As Senate Democrats used the extended Congressional session to pass executive nominations, the body, without fanfare on Monday, approved of legislation to expand the War on Drugs.
But opponents are hoping the bill will die as quietly as it was passed. The measure has not been taken up by the House, and runs counter to the spirit of recently passed laws that relax federal restrictions on drug use.
The Transnational Drug Trafficking Act of 2013, a bill co-authored by Sens. Dianne Feinstein (D-Calif.) and Chuck Grassley (R-Iowa), passed by unanimous consent. Two key provisions of the bill would grant the Justice Department with additional authority to target foreign persons exporting drugs to the US through a third country and people in the US importing a chemical “intending or knowing that it will be used to manufacture a controlled substance.”
Feinstein and Grassley, co-chairs of the Senate Caucus on International Narcotics Control, issued statements saying the proposed law would reduce the supply of drugs in the US. Critics of the War on Drugs, however, claim that the proposal, if passed, would amount to the latest foolish maneuver in a game of law enforcement Whack-a-Mole.
“The drug trade is too large of an enterprise. There are too many ways to transport and manufacture drugs,” said David Borden, executive director of a pro-legalization group called StoptheDrugWar.Org. “The laws may, for example, make things harder for a given criminal trafficking organization in Mexico, and maybe you’ll have less Mexican meth, but that would result in more meth labs here.”
He said his group, unsurprisingly, is “not so impressed with the main pieces of the legislation.”
“We think they’d do better focusing their efforts on positive public health efforts that help people,” he added. “Someone is going to get the drugs to people when there’s money in it.”
Michael Collins, the Washington-based policy director for Drug Policy Alliance, described the legislation as being akin to something one might see after being “put in a time machine and taken back to the 1980’s.”
“Most Americans realize the drug war has failed, and this prohibitionist model cannot succeed and has not succeed,” Collins said. He called Grassley and Feinstein “very out of touch with what most Americans now believe, and out of touch with the dialogue going on in Latin America.”
Citing evidence of increasingly permissive attitudes in the US, Collins pointed to last week’s “Cromnibus” budget passage. One provision will prevent US taxpayer money from funding the prosecution of patients who legally use medicinal marijuana in accordance with state laws. Another, while restricting appropriations for the measure, refuses to outright ban the legalization of cannabis in the District of Columbia after a referendum on the issue in the nation’s capital passed by a landslide.

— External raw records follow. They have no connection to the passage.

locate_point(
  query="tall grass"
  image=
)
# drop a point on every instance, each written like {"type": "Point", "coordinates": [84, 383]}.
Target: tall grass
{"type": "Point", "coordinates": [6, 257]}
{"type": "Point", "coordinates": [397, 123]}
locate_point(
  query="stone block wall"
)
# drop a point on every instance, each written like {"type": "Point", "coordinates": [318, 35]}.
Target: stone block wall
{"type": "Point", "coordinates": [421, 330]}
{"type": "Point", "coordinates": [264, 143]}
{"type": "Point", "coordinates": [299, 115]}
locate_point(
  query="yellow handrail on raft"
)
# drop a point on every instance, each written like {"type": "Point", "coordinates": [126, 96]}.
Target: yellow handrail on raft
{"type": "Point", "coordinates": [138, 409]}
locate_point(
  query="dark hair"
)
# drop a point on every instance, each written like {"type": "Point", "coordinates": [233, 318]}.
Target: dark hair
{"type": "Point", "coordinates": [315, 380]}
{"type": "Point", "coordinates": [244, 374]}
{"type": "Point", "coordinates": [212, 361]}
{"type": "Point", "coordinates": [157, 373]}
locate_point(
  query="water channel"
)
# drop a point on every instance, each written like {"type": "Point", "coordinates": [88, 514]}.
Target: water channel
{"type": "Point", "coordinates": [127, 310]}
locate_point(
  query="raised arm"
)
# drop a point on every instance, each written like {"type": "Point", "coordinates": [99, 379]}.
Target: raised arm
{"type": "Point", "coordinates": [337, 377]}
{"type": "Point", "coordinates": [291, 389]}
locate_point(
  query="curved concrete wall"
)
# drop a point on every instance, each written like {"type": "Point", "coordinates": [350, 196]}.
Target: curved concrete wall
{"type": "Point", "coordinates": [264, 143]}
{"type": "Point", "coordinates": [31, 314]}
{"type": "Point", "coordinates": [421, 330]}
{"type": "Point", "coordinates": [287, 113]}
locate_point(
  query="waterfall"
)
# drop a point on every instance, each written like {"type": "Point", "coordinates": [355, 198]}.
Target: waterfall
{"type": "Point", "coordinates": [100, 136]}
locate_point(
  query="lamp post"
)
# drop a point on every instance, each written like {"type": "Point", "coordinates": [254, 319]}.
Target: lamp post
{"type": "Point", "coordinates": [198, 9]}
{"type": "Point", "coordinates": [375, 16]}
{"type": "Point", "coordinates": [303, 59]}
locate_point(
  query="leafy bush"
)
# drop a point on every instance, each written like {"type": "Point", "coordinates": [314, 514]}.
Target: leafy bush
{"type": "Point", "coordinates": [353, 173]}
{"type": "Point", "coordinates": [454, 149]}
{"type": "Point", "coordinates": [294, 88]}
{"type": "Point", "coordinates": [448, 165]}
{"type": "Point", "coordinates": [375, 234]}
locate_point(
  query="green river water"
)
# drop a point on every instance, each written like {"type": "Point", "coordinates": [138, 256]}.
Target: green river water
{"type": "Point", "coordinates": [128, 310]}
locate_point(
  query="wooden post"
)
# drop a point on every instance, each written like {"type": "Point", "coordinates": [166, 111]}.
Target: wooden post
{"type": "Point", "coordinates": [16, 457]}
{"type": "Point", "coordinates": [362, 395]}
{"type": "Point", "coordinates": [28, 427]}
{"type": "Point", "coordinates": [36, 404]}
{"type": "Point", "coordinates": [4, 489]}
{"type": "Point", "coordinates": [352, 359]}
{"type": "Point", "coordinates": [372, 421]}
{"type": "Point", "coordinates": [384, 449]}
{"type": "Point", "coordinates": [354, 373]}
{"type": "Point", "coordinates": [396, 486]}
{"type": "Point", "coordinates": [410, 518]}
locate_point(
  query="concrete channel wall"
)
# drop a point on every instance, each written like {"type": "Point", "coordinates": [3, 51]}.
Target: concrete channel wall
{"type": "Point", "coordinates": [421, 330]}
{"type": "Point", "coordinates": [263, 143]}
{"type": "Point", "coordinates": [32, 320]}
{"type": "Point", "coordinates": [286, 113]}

In further evidence that the tide is turning, the Justice Department also said last week that it would grant Native American tribes permission to legalize marijuana.
The entire hemisphere is undergoing something of a transformation, Collins said. The liberalization of drug laws in Uruguay and Colombia, for example, show that the US could encounter some difficulty in attempting to ramp up global enforcement of its War on Drugs.
Congress might even see the writing on the wall, despite the Senate’s move on Monday.
“The legislation isn’t going anywhere. The House hasn’t even had a hearing on it,” Collins said. “This is a messaging thing for Sens. Feinstein and Grassley, who are on the wrong side of history when it comes to the Drug War.”